When prepared, don’t forget to drop the VM we used for the image preparation:

$ resalloc ticket-close <your_id>

Testing

If the images for all supported architectures are updated (according to previous sections), the staging copr instance is basically ready for testing.

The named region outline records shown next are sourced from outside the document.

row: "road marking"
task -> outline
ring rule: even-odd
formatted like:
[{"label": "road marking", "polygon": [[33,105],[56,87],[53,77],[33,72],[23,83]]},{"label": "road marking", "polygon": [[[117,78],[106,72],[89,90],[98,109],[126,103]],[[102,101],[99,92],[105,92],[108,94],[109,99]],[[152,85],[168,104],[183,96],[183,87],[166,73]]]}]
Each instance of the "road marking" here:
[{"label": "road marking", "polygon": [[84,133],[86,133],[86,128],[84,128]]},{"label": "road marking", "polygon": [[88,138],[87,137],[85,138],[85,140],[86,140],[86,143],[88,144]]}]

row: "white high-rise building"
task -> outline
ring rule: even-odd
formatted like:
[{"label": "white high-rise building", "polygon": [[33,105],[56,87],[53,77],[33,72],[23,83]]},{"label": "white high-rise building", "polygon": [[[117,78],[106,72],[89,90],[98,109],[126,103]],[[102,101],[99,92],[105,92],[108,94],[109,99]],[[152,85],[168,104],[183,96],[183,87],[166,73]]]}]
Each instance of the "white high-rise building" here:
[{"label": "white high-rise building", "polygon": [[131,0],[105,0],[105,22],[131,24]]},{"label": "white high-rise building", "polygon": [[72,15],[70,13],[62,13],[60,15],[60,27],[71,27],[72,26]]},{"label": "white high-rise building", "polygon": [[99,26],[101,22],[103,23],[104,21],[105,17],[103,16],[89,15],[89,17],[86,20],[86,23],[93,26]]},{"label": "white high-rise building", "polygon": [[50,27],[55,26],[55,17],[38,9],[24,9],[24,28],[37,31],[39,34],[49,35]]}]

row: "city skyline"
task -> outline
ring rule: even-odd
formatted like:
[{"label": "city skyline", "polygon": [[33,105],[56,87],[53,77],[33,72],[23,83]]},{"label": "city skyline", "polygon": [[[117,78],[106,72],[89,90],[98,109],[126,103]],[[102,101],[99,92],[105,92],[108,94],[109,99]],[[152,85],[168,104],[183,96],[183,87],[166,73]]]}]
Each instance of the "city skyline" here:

Update the Ansible git repo for all the changes in playbooks above, and also update the copr_builder_images option in inventory/group_vars/copr_dev_aws so it points to correct image names.

Increment the copr_builder_fedora_version number.

Once the changes are pushed upstream, you should re-provision the backend configuration from batcave:

$ ssh batcave01.iad2.fedoraproject.org
$ sudo rbac-playbook \
    -l copr-be-dev.aws.fedoraproject.org groups/copr-backend.yml \
    -t provision_config

You might well want to stop here for now, and try to test for a week or so that the devel instance behaves sanely. If not, consider running Running Sanity tests against local dev instance (or at least try to build several packages there).

You can try to kill all the old currently unused builders, and check the spawner log what is happening:

[copr@copr-be-dev ~][STG]$ resalloc-maint resource-delete --unused

Production

There is a substantially less work for production instance. You just need to equivalently update the production configuration file ./inventory/group_vars/copr_aws, so the copr_builder_images config points to the same image names as development instance does. And re-run playbook from batcave:

$ sudo rbac-playbook \
    -l copr-be.aws.fedoraproject.org groups/copr-backend.yml \
    -t provision_config

Optionally, when you need to propagate the new images quickly, you can terminate the old but currently unused builders by:

$ su - resalloc
$ resalloc-maint resource-delete --unused

Cleanup

When everything is up and running the new version, do not forget to delete the old AMIs and associated snapshots from AWS.